Le Vif/L’Express : L’Histoire est contée par les historiens. Que peut y apporter la fiction ?
Martin Amis : Passionné d’Histoire, j’estime que le roman pénètre l’âme de ceux qui ont été directement impliqués. La fiction accroît la compréhension et la réceptivité au monde. En suscitant l’empathie du lecteur, on réduit son envie d’être violent. L’Allemagne des années 1930 était pourtant incroyablement cultivée, or l’éducation ne refrène hélas pas la barbarie. On croit que celle-ci appartient au passé, mais on l’emporte avec soi… L’Allemagne a toutefois effectué un véritable travail de mémoire sur la Shoah.
Alors que vous comparez vos romans à » des miroirs déformants « , que reflète celui-ci ?
Un miroir que personne n’ose regarder. « La zone d’intérêt » étant notre nature réelle, celle qui surgit dans des conditions extrêmes. Primo Levi disait que » son expérience à Auschwitz était atypique, puisqu’on y était gazé, une heure après son arrivée « . Ne pensant pas être si forts, les survivants ont développé des » talents inattendus » : passer inaperçu et s’immuniser contre le désespoir. Si j’avais été confronté à tant de haine et de cruauté, je n’aurais plus voulu appartenir à l’espèce humaine. Qui sommes-nous vraiment ? Pourquoi certains deviennent-ils résistants, d’autres collabos ? Pour me mettre dans la peau des bourreaux, j’ai dû explorer mon côté diabolique. Autant dire que ça m’a remué !
A travers ce livre, voulez-vous saisir l’humain dans l’inhumain ?

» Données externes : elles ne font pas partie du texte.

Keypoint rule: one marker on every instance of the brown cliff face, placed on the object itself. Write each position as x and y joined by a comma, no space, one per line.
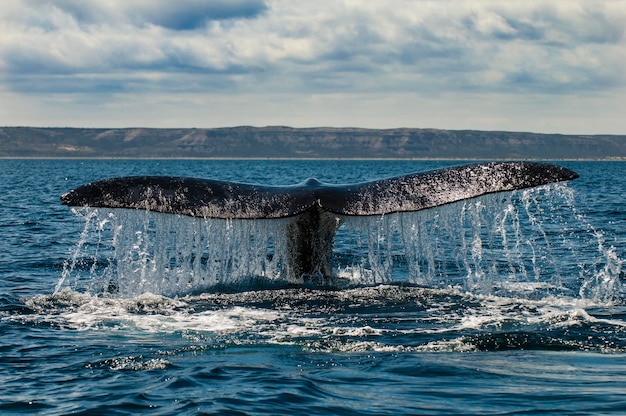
313,143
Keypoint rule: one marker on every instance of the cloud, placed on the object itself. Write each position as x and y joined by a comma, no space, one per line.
305,48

Beaucoup d’études tentent d’approfondir cette réalité. C’est comme s’il y avait deux êtres en un. Ainsi, on peut envoyer des gens à la chambre à gaz, tout en câlinant ses enfants ou en écoutant Mozart le soir. On note » une stratégie d’anesthésie » chez les nazis. Croire qu’on demeure » normal « , malgré l’ignominie commise, permet de continuer à vivre avec soi-même. Loin de s’apparenter à des monstres, les nazis sont humains et c’est justement cela qui semble effrayant ! Rien n’a changé depuis : voyez l’Etat islamique, qui s’octroie le droit de tuer. Mon roman nous rappelle qu’on doit rester vigilant face à la haine ou l’antisémitisme.
Qu’en est-il de Szmul, ce » témoin voulant continuer à vivre » ?
Chacun de nous est obligé de faire des compromis pour survivre. Dans les ghettos, on a vu des gens prêts à collaborer avec les nazis, pour rester en vie à tout prix. Szmul fait partie des Sonderkommandos, ces unités chargées de faire fonctionner les fours crématoires. Des témoins gênants qui finissaient par subir le même sort. C’est dans ce lieu, incarnant la mort, que j’ai voulu créer un héros symbolisant l’amour de la vie, parce que celui-ci est plus fort que l’horreur ou la douleur. Le Bien et le Mal ne sont pas si différents. L’important étant la fidélité à soi et au monde.